Кроме того, при вскрытии этой структуры психиатрической помощи и психиатрии, как подчеркивает Кастель, становится понятно, что «вопрос о “научной природе” психиатрии поэтому является лишь псевдопроблемой»[693]. Психиатрия не привнесла ничего нового в медицинское знание, она первоначально не связана с медицинскими открытиями, а, используя медицинские достижения, просто-напросто упорядочила традиционные дисциплинарные методы и дисциплинарную практику.
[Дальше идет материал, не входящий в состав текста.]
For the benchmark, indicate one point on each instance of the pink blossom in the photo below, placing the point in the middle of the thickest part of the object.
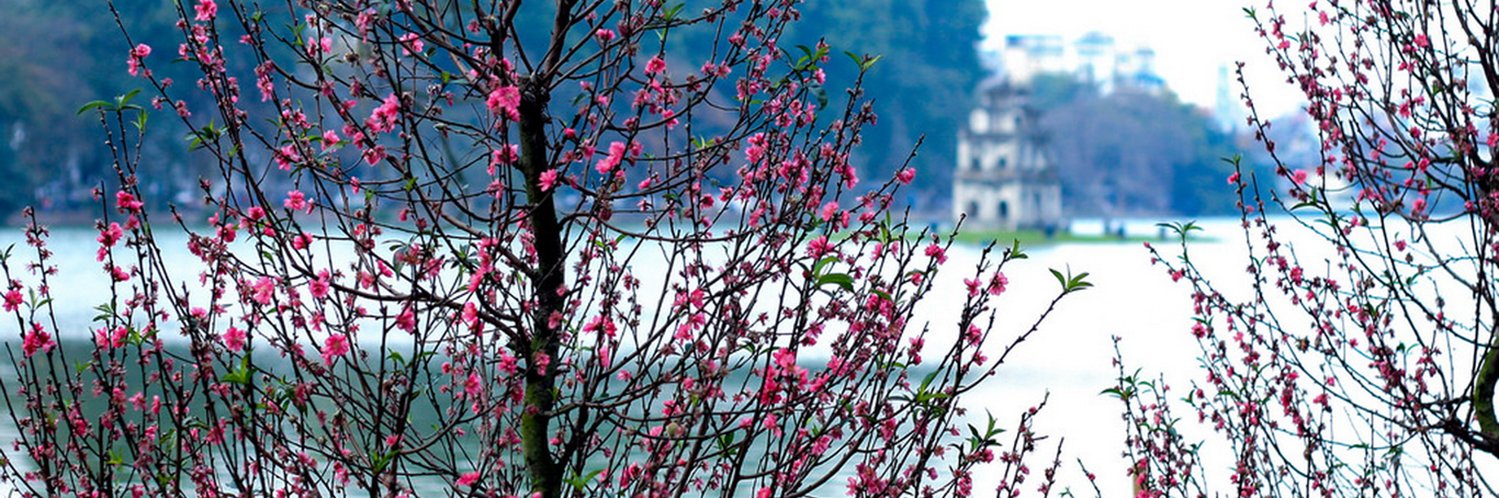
(234, 339)
(604, 36)
(937, 252)
(411, 44)
(207, 9)
(549, 180)
(132, 65)
(406, 320)
(297, 201)
(505, 102)
(906, 176)
(997, 284)
(126, 201)
(12, 300)
(320, 287)
(333, 347)
(264, 288)
(472, 386)
(287, 156)
(616, 153)
(374, 155)
(829, 210)
(469, 315)
(655, 65)
(384, 116)
(505, 155)
(330, 140)
(111, 338)
(819, 246)
(108, 237)
(35, 341)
На своих первых этапах психиатрия была чрезвычайно уязвима теоретически и развивалась преимущественно как практика.

По Кастелю, медицина психического здоровья никогда не соответствовала современной ей медицине: во время своего рождения как нового пространства социальной помощи она взяла в качестве основания уже устаревающую тогда систему нозографических классификаций. В пространстве практики она очертила терапевтическую область в терминах авторитарной педагогики вне связи с лечебной работой, таким образом обозначив разрыв как с современной медицинской теорией, так и с современной медицинской практикой. Эту печать двойного разрыва психиатрия несет до сих пор.

Медицинское обоснование интернирования запускает не только развитие теории, но и нарастание мощи практики, которая становится не просто практикой помощи, но также практикой управления безумцами, политической практикой. Формирование обособленного пространства интернирования безумцев приводит, по Кастелю, к появлению трех феноменов, особенно остро обсуждавшихся уже в психиатрии XX в. Во-первых, безумие становится стигмой, она закрепляется за человеком на всю его жизнь и от нее невозможно избавиться. Во-вторых, наступает эра всеобщей подозрительности: поскольку практика помощи сопутствует теперь практике поддержания психического здоровья, обычным для нее становится отслеживание и интернирование лиц с асоциальным поведением, безумцев. Поскольку начинают появляться специализированные учреждения для интернирования безумцев и профессионалы, которые отвечают за эти цели, формируется практика поиска безумцев как выслеживания. В-третьих, лечебница утрачивает надежду стать лучшим пространством для исправления безумцев[694].

Но любопытно в этом развитии и еще одно: практика психиатрической помощи становится политической практикой. Развивающиеся психиатрические институции налаживают тесный контакт с государством и с местной администрацией, и как наследники старых дисциплинарных учреждений, развивают в своих стенах и за их пределами практику управления безумием и контроля безумцев. В рамках практики интернирования переплетаются между собой две своеобразные стратегии обращения с безумцем: полицейская и медицинская. Причем, если первая выражается в последовательности «охрана общественного порядка – арест – конфискация имущества», вторая выражается в последовательности «забота о больном человеке – изоляция – направление в специализированное учреждение – уход – возможно, лечение»[695]. Эти два вектора сливаются воедино в психиатрических институциях.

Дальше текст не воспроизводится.